Built in monitoring allows you to quickly spot the issue and take action to move forward to another bottleneck. It will also further reduce the hosting costs by understanding how to make a better use of each machine resources. The previous example perfectly shows this, by monitoring tomcat internal metrics, the issue would have been clear early on. On top of that, in my personal experience, most performance issues are linked to a bad configuration. Which means you can easily fix them and move on with your tests.

Also, as performance testing is usually done just before the release, it is important to be able to identify quick solutions that do not require a hardware upgrade at the last minute. Of course this might be less of a problem since testing early is becoming the norm and also thanks to cloud environments that can scale. But you still pay for the resources you use when hosting your application in the cloud.

One agent to rule them all

To achieve this, you could use the JMeter monitoring plugins but they sometimes require a lot of prerequisites that may be difficult to fulfill and are not always up to date. This is why we developed our own monitoring independently of JMeter. It relies on an OctoPerf monitoring agent that is part of all our on-premise agents. This way you can install it simply by copy/pasting a single command line.

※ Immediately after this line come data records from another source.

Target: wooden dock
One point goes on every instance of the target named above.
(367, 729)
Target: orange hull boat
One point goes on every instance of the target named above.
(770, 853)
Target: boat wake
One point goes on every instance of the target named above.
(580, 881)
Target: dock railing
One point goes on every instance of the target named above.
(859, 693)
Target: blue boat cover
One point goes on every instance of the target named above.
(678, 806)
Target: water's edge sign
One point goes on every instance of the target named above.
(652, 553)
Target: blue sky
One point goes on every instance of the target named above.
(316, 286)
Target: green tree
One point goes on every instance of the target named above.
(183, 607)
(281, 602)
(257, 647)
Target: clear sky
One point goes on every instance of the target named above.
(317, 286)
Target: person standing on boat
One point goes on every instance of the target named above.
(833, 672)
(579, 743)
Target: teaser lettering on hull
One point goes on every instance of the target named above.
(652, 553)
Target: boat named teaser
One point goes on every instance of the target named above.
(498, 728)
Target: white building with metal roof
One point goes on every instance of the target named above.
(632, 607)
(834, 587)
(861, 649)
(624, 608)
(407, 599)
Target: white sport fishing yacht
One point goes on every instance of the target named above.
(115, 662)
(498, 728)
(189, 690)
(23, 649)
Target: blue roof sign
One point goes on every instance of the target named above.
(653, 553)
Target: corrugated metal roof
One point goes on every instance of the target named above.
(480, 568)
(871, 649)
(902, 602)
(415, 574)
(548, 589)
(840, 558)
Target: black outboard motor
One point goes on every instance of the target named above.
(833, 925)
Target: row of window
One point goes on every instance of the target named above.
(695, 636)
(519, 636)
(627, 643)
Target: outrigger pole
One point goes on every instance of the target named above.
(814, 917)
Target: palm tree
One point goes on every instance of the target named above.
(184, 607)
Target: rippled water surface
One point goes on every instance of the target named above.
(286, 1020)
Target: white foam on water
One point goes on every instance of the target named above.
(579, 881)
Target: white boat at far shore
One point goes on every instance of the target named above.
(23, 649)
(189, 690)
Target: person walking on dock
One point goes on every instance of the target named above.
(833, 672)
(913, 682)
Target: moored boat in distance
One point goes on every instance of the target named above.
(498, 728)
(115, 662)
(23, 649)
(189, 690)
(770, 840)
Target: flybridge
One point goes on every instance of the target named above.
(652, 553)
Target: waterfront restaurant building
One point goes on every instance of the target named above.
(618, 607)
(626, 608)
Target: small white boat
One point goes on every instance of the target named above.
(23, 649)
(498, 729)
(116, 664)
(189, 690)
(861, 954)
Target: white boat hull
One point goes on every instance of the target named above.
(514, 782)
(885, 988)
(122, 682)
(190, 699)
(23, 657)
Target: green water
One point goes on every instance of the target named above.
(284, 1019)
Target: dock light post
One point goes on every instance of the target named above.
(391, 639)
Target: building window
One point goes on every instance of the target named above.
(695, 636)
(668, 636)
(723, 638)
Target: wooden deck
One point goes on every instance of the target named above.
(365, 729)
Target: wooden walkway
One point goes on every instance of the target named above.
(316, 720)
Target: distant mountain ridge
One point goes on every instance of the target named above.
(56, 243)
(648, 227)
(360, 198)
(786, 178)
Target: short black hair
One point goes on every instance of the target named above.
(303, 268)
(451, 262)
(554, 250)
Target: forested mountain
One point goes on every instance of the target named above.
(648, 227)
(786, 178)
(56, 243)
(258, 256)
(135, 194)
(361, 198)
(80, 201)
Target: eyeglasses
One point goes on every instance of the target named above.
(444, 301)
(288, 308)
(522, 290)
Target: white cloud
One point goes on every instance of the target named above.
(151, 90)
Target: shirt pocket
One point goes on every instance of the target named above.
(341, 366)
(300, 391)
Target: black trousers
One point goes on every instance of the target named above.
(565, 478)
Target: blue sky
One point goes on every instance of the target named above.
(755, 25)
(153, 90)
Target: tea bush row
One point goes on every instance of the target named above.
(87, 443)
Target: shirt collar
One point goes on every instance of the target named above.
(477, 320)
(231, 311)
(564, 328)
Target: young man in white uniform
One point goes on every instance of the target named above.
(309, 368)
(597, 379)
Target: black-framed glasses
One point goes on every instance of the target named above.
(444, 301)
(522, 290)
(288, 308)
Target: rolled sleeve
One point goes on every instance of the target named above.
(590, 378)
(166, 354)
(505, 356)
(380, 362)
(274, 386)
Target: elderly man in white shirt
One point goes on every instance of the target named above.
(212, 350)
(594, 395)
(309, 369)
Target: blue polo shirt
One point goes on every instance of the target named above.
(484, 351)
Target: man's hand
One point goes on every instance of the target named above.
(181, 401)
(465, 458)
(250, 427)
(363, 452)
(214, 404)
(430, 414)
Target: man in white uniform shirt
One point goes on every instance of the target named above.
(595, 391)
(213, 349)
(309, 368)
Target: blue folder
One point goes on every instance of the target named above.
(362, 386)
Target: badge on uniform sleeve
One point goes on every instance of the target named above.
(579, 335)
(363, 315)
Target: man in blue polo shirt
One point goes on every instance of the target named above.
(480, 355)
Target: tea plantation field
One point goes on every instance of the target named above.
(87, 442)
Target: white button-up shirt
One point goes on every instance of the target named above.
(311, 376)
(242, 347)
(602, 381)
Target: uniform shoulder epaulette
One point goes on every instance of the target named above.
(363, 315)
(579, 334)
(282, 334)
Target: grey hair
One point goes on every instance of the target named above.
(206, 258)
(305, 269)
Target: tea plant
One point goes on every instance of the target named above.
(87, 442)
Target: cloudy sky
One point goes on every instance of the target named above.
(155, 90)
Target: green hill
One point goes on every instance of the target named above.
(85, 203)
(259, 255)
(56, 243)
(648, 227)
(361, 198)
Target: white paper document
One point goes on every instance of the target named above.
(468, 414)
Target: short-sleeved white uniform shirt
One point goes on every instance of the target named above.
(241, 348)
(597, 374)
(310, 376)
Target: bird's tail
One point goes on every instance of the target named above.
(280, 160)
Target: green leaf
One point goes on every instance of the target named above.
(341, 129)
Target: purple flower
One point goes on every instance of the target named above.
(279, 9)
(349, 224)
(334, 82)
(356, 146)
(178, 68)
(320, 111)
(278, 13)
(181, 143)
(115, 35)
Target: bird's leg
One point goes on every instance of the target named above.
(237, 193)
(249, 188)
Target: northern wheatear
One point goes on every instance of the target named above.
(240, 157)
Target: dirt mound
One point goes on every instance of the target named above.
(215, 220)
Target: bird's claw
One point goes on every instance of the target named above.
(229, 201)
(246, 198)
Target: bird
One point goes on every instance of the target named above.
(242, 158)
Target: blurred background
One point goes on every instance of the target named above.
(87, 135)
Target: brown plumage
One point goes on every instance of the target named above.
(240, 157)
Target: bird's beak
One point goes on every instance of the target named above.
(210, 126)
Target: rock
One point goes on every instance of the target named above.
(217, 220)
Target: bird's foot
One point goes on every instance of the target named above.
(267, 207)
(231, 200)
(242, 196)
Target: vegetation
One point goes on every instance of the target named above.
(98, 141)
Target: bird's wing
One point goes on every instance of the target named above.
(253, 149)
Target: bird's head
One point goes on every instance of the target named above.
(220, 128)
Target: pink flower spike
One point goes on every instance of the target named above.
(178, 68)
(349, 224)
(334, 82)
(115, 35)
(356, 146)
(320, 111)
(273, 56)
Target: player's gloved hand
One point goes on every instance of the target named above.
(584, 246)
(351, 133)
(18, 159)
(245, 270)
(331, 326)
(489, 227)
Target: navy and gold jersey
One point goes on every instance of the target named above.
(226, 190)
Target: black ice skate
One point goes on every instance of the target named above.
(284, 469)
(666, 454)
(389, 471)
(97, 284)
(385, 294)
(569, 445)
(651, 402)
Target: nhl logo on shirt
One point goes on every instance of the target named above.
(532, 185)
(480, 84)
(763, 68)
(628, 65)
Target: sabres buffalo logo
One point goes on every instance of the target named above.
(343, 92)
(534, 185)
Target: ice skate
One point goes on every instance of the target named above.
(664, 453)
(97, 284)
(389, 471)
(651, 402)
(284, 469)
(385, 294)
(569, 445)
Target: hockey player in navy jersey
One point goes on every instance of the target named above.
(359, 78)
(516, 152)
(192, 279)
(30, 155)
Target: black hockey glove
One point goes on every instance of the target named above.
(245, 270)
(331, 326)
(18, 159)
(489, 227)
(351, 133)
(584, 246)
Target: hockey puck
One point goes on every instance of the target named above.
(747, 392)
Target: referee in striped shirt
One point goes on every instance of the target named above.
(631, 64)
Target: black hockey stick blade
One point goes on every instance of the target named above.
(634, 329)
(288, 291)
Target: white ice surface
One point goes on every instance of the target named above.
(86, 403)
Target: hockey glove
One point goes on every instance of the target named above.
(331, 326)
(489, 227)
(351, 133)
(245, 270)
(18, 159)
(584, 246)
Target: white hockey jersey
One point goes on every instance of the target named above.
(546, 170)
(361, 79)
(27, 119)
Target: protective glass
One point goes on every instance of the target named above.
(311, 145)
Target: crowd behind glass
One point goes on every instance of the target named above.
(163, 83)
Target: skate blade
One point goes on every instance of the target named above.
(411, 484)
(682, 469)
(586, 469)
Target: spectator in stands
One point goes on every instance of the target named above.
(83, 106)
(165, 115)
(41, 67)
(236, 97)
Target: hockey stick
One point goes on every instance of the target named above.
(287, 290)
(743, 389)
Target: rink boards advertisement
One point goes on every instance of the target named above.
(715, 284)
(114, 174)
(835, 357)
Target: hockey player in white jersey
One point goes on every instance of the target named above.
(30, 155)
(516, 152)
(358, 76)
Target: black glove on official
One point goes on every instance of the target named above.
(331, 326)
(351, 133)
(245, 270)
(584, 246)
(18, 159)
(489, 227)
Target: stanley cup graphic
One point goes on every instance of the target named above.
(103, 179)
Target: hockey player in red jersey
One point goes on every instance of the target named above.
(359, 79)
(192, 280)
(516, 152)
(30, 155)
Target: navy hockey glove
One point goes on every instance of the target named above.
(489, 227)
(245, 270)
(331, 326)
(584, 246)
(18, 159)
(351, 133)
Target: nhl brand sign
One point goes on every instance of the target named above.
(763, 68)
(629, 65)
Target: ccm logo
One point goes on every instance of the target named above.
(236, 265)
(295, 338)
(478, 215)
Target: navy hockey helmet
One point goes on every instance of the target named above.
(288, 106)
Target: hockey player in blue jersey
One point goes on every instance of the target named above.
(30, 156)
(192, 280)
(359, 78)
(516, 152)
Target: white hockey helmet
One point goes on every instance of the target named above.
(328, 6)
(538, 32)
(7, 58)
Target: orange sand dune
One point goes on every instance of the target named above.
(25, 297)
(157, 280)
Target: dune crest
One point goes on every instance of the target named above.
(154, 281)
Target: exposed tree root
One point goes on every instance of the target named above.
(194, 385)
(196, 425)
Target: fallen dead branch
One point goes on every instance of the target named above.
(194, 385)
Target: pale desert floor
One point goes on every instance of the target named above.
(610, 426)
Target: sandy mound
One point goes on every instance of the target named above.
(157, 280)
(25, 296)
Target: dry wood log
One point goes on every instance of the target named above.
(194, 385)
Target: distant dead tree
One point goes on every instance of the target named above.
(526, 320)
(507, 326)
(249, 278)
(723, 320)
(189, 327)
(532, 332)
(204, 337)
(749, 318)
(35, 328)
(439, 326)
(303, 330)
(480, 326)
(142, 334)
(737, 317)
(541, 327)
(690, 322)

We use this agent as a proxy to get to the monitored servers. So you only have to install one agent and it can monitor all the machines around him. And of course if your infrastructure is split in several networks you can install one agent in each to avoid opening too many ports.

monitoring schema

Preselection of counters

We know that when you test you must focus on a lot of different tasks already. So, to further enhance the ease of use, we made sure to preselect counters for you on every technology. This way you will benefit directly from our expertise. When you have a large infrastructure to monitor, it helps save a lot of time.

Computed counters and alerts

On top of that we added a lot of computed counters to take into account the number of cores of a server or just give you a percentage of use. For instance, the available memory percentage on linux must take into account cached and buffered memory:

Linux Used memory

But this still makes a lot of counters to navigate through and when you deal with a lot of servers it is difficult to identify bottlenecks. For this reason we also added automatic thresholds on every relevant counter. And you can configure them to your liking:

Alert configuration

Live monitoring and alerting during the test

The monitoring data is available live during all your tests and can be compared to response times, hits, etc...

Graph

There is also an alert section that will tell you every threshold that failed:

thresholds

Monitoring for everyone

We hope it can be usefull to all our users, that's why we included this monitoring feature to every existing OctoPerf account as well as the new ones. Even free users can define monitors and use them to calibrate their tests before the big shot.